The president of Cyprus looks at the austerity policies being pursued in Europe to address the bank solvency led financial crisis and concludes these policies have made the situation worse.

Regular readers know that it is the ongoing choice to pursue the Japanese Model for handling a bank solvency led financial crisis and protecting bank book capital levels and banker bonuses at all costs that is the driver behind the decision to impose austerity across the EU and the peripheral countries in particular.

This is a choice that EU policy makers, particularly Germany's, are making every day as there is an alternative for handling a bank solvency led financial crisis.  The alternative is the Swedish Model.

The Swedish Model requires the banks to recognize upfront the losses on the excess debt in the financial system.  This protects the real economy, eliminates the need for austerity policies and preserves the social programs.

The Swedish Model also happens to be the policy choice that western economy banking systems are designed to support.

By design, banks can continue to operate with low or negative book capital levels because of the combination of deposit insurance and access to central bank funding.  With deposit insurance, taxpayers become the silent equity partners of the banks when they have low or negative book capital levels.

As reported by the Telegraph,
The communist head of state, who tried repeatedly to avoid the inevitable punishing terms of an EU bailout by seeking credit from Russia, said that the policies imposed by the bloc's richer members had been counter-productive, AFP reported. 
"It must be admitted that policies implemented on a pan-European level have not succeeded in providing a solution to the economic problems created by the crisis," Christofias said in a televised new year's message. 
"On the contrary, they have recycled and worsened economic and social injustice," he added....
Please re-read the highlighted text as your humble blogger has been making this point about the policies that have been implemented since the beginning of the financial crisis.
Christofias said the picture painted by many European countries in trouble does "not honour" the European Union. 
"The future of a United Europe cannot be poverty, deprivation, unemployment and homelessness."
This is not just the future of countries in the EU, but also any country in trouble so long as banks book capital levels are protected and banks do not absorb the losses on the excess debt that the borrower will never be able to repay.
Christofias said the EU's "one-sided" approach has failed to achieve growth in those recession-hit countries it has tried to help.
 Exactly as your humble blogger has predicted.
"A different approach is needed which will emphasise development, social cohesion and true solidarity within the Union. It is with sadness that we observe the absence of such policies."
This approach is the Swedish Model.  By making the banks absorb the losses, capital is not diverted from the real economy for debt service on the excess debt.  This allows the capital to be reinvested in economic development and social programs.
Nicosia requested a bailout in June when its two largest Greek-exposed banks asked for assistance after failing to meet EU capital buffer criteria.
Regular readers know that bank book capital is meaningless in the absence of ultra transparency.  It is only when banks disclose on an ongoing basis their current global asset, liability and off-balance sheet exposure details that market participants can assess a bank's true level of capital.

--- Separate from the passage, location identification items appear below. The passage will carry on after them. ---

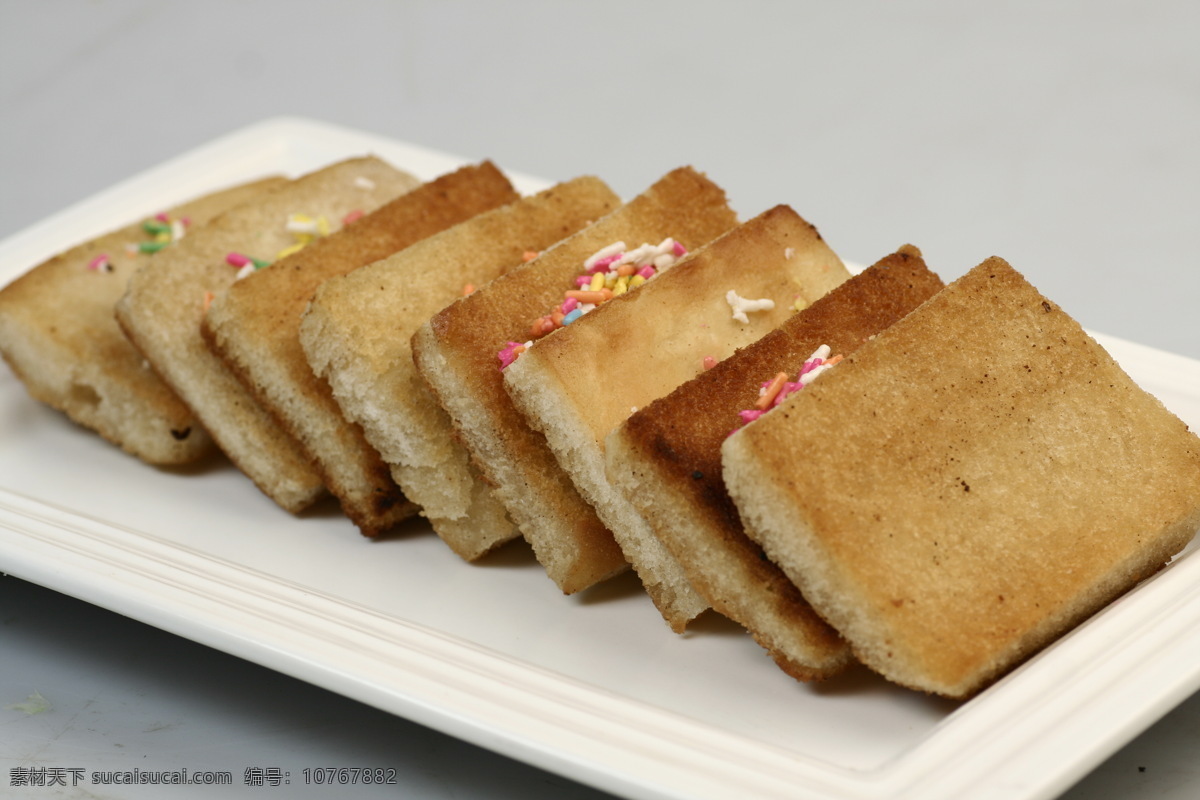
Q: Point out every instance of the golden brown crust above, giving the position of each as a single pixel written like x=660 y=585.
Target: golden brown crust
x=670 y=451
x=967 y=486
x=456 y=352
x=256 y=329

Otherwise, with 'extend and pretend' and suspension of mark-to-market accounting, bank book capital levels are meaningless.

It is one of your humble blogger's peeves that banks are asking for bailouts from their sovereigns for failure to meet a regulators' meaningless capital ratio and that this in turn results in the adoption of austerity policies and changes to the social contract.

Why is a sovereign's limited access to capital being used to formally bailout the banks when through deposit insurance the taxpayers are already the silent equity partner?